EMILY HARRIS: Pre-election polls predicted that Germany's National Democratic Party, known here as the NPD, would pass the five percent mark needed to get into parliament in the state of Mecklenburg-Vorpommern in northeastern Germany.
At the area's Schweriner Volkszeitung newspaper, editor Thomas Shunck(ph) says many NPD supporters are among the 18 percent of locals who are unemployed.
Mr. THOMAS SHUNCK (Editor, Schweriner Volkszeitung Newspaper): People are without jobs, without hope of getting a job anywhere in this country.
HARRIS: Young men in particular, he says, and other people who haven't made it in the 16 years since German reunification. There's a specific German word for this - a vendefellur(ph) is someone who that enormous change made into a loser.
Mr. SHUNCK: They see themselves as losers. I'm not sure whether they must be losers.
HARRIS: Unemployment breeds resentment toward immigrants, a sentiment the NPD focuses on. And social organizations such as churches or labor unions that would point their members to the mainstream parties are weak in the former east says political science professor Juergen Falter. He calls the NPD a real, true, right-wing extremist party.

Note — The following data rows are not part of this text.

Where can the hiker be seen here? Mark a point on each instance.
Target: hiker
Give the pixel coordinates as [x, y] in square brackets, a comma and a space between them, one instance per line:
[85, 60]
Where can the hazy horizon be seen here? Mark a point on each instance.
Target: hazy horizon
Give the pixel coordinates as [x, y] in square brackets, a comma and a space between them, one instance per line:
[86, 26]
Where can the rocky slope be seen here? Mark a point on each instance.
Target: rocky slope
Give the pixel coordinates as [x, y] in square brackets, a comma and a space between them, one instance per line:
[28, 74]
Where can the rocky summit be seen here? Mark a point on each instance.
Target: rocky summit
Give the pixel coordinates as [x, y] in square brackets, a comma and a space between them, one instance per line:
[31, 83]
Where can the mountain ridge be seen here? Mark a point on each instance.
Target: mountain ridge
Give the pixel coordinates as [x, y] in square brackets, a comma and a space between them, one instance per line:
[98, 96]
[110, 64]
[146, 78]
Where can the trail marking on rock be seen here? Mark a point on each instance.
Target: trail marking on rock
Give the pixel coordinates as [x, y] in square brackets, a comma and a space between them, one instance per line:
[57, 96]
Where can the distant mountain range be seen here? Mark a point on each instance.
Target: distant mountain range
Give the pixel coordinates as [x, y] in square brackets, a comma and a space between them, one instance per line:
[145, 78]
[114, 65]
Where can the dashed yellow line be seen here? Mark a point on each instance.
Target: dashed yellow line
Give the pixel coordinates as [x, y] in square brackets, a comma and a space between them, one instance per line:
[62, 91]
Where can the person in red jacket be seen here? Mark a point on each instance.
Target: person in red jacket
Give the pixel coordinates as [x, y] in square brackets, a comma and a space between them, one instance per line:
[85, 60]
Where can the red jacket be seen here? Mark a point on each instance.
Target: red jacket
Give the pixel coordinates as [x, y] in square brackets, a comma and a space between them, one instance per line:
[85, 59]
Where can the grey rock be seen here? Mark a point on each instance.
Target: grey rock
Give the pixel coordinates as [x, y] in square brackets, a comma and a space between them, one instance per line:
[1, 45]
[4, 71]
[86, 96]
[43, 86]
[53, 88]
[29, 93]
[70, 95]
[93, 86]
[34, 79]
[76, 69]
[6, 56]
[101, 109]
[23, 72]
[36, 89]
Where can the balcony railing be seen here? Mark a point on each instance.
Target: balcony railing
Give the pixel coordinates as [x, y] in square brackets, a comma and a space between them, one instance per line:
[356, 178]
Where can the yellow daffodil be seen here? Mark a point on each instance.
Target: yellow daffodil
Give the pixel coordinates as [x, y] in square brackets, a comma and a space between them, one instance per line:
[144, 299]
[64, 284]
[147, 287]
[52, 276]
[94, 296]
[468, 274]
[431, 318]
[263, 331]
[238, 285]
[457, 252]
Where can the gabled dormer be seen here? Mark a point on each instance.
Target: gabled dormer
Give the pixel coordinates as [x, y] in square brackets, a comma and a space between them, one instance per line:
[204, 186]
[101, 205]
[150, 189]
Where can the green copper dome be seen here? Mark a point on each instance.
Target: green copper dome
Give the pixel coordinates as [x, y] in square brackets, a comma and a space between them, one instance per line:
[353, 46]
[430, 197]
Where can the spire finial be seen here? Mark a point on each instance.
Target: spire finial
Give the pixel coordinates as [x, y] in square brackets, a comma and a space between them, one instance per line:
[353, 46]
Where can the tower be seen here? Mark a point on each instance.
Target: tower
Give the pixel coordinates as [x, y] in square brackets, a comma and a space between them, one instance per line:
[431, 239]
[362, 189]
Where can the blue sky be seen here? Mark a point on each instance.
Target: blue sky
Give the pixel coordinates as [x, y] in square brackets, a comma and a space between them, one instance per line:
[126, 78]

Professor JUERGEN FALTER (Professor of Political Science, University of Mainz, Germany): It's a mix of nationalism and socialism with a few, well, ingredients of neo-Nazism. Many ingredients, actually. And the strategy is being bourgeois at the one time, and neo-Nazi/skinhead oriented at a street level on the other hand.

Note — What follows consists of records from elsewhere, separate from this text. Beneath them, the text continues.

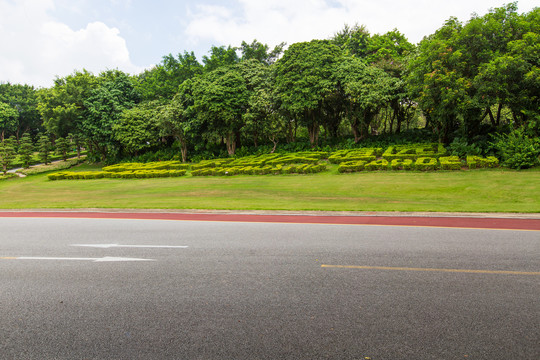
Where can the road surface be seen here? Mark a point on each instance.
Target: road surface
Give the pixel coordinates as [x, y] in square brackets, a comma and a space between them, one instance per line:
[77, 288]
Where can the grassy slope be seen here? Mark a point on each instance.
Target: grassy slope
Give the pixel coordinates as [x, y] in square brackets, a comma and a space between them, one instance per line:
[468, 191]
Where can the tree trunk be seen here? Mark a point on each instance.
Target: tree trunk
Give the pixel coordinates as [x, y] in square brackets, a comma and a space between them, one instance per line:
[498, 121]
[231, 143]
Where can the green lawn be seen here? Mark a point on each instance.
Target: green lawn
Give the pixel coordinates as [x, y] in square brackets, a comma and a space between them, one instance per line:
[493, 190]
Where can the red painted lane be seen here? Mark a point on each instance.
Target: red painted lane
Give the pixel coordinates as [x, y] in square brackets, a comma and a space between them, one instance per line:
[451, 222]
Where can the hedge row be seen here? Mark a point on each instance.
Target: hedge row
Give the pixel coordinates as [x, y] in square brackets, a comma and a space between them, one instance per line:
[414, 152]
[260, 161]
[422, 164]
[367, 154]
[157, 165]
[476, 162]
[137, 174]
[262, 170]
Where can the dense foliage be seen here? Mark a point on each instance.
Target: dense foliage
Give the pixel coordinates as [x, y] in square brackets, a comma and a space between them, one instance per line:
[474, 86]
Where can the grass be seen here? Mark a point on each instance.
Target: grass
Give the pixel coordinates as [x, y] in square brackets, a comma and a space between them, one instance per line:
[490, 190]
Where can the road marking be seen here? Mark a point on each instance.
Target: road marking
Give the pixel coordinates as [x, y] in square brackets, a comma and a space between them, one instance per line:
[468, 271]
[107, 246]
[103, 259]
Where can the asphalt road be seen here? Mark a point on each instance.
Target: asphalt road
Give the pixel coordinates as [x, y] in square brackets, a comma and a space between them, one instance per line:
[265, 291]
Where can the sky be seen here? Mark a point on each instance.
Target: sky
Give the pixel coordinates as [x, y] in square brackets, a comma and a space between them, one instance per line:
[44, 39]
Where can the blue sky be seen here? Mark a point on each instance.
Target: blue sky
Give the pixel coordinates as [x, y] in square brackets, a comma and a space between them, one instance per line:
[42, 39]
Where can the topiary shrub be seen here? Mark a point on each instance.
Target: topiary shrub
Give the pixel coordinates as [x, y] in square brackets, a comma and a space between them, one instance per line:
[425, 163]
[401, 164]
[517, 150]
[478, 162]
[381, 164]
[450, 163]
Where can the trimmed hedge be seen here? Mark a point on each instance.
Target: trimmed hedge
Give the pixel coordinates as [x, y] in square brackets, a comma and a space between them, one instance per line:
[157, 165]
[477, 162]
[450, 163]
[137, 174]
[367, 154]
[352, 166]
[380, 164]
[260, 170]
[426, 163]
[414, 152]
[401, 164]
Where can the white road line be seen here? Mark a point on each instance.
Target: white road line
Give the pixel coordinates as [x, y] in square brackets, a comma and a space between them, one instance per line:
[107, 246]
[103, 259]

HARRIS: The German government tried to ban the NPD, but lost in court three years ago. Government informants were among the high party officials testifying, and the court decided it wasn't clear what evidence was real and what was part of the government's infiltration.
Prof. Falter says Germany's political class is divided on whether to try again.

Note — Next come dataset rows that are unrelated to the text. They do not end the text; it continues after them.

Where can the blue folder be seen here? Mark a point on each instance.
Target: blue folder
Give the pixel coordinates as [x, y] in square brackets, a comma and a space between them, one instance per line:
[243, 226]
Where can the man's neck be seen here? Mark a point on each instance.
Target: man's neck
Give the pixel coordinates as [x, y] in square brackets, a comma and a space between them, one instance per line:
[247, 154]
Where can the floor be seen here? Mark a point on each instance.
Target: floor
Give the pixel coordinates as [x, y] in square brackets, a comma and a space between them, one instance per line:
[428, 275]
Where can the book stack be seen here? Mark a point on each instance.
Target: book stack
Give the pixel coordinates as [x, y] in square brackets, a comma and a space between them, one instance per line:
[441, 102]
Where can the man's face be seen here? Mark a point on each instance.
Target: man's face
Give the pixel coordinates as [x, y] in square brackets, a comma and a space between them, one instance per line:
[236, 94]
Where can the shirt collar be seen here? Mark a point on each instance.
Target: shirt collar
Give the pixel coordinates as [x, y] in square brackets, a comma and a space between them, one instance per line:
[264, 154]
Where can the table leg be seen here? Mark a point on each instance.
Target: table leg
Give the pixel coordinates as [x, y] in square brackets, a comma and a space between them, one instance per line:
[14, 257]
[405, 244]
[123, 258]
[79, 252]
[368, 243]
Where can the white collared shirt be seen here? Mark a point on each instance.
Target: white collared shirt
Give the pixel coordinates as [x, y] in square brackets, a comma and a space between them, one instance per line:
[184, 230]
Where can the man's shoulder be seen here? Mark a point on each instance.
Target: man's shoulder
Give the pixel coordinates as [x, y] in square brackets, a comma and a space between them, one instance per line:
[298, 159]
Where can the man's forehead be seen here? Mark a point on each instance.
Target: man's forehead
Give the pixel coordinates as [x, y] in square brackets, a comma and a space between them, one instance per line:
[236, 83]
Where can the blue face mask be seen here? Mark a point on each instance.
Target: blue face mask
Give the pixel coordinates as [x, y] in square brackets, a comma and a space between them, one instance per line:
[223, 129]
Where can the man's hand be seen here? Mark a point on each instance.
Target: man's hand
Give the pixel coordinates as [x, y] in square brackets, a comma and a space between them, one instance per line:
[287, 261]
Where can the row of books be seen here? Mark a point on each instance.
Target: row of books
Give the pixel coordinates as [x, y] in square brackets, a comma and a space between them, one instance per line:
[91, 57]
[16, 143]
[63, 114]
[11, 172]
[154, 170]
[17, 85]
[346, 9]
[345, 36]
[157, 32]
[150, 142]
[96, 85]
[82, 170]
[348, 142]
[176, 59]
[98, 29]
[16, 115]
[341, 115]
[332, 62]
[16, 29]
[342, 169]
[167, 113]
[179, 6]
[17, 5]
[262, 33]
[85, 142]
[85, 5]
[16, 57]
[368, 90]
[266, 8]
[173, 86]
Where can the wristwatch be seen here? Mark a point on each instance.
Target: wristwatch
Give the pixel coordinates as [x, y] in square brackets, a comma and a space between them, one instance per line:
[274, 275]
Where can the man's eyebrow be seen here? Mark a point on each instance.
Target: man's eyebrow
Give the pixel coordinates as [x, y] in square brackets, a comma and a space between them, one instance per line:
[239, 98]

Prof. FALTER: I myself am in favor of the banning or outlawing the party, but then it would mean that you have to draw back all your moles, your secret agents within the party. So you don't have any information any longer of what's going on inside the party. And that's why our minister of the interior for example, Mr. Schäuble, is strictly against another attempt of banning the party by legal means.
HARRIS: The NPD isn't in charge now in Mecklenburg-Vorpommern, far from it. It's the smallest party in parliament with no chance of being a coalition member. Constitutional law professor Orech Battis(ph) says that's important to remember.
Professor ORECH BATTIS (Professor of Constitutional Law): It's not good for us. It's not good for the image of Germany and I don't like it. But it's no question that if you compare it with old Germany, it's really unimportant.
HARRIS: Unlike other European countries, including Austria, Denmark, Italy and France, he says no far-right party in Germany has had a following on the national level since the end of World War II.
Last year, the NPD got about 1.5 percent in federal elections here.